The Entrez Programming Utilities (EUtils) are REST based web services provided by the NCBI. They provide programatic access to the NCBI databases.
The "Practical Guide" on the NCBI Bookshelf provides a chapter on Eutils.
The NCBI Power Scripting class is excellent –well-taught, with lots of time for hands-on examples. The classes are also free: if your organization will spring for plane fare and accommodations, you can simply register and come for the course, email the instructors for details.

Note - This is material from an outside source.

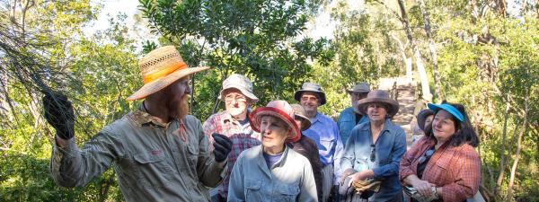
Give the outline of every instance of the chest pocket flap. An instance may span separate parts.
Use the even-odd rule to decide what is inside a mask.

PDFs of the slides for the Power Scripting class are available at: http://www.ncbi.nlm.nih.gov/Class/PowerTools/eutils/schedule.html (follow the links for each section). The content is oddly organized, but easy enough to get to. Solutions to the exercises are linked from “Scripts” in the blue bar on the left side of the page. See Class handouts at ftp://ftp.ncbi.nih.gov/pub/PowerTools/eutils/Apr.2005/docs/
The following series of hack have been contributed by nodalpoint readers, enjoy.
In response to a post on nodalpoint regarding filtering pubmed results, Mark Johnson a contractor with the NCBI provided the following hacks via email. The content here is an edited version.
The original problem:
"I would like to limit searches to pubmed made through nodalpoint to journals that offer free online access. The reason for this is that an online community centered around the discussion of scientific literature without access to that literature is rather pointless."
Every article in PubMed that's available as free full text is explicitly annotated as such, using the PubMed filter “free full text”. For example, try:
The “sb” means “subset”; it's a nickname for the Entrez “Filter” field. For more on filter fields, see this post on hublog.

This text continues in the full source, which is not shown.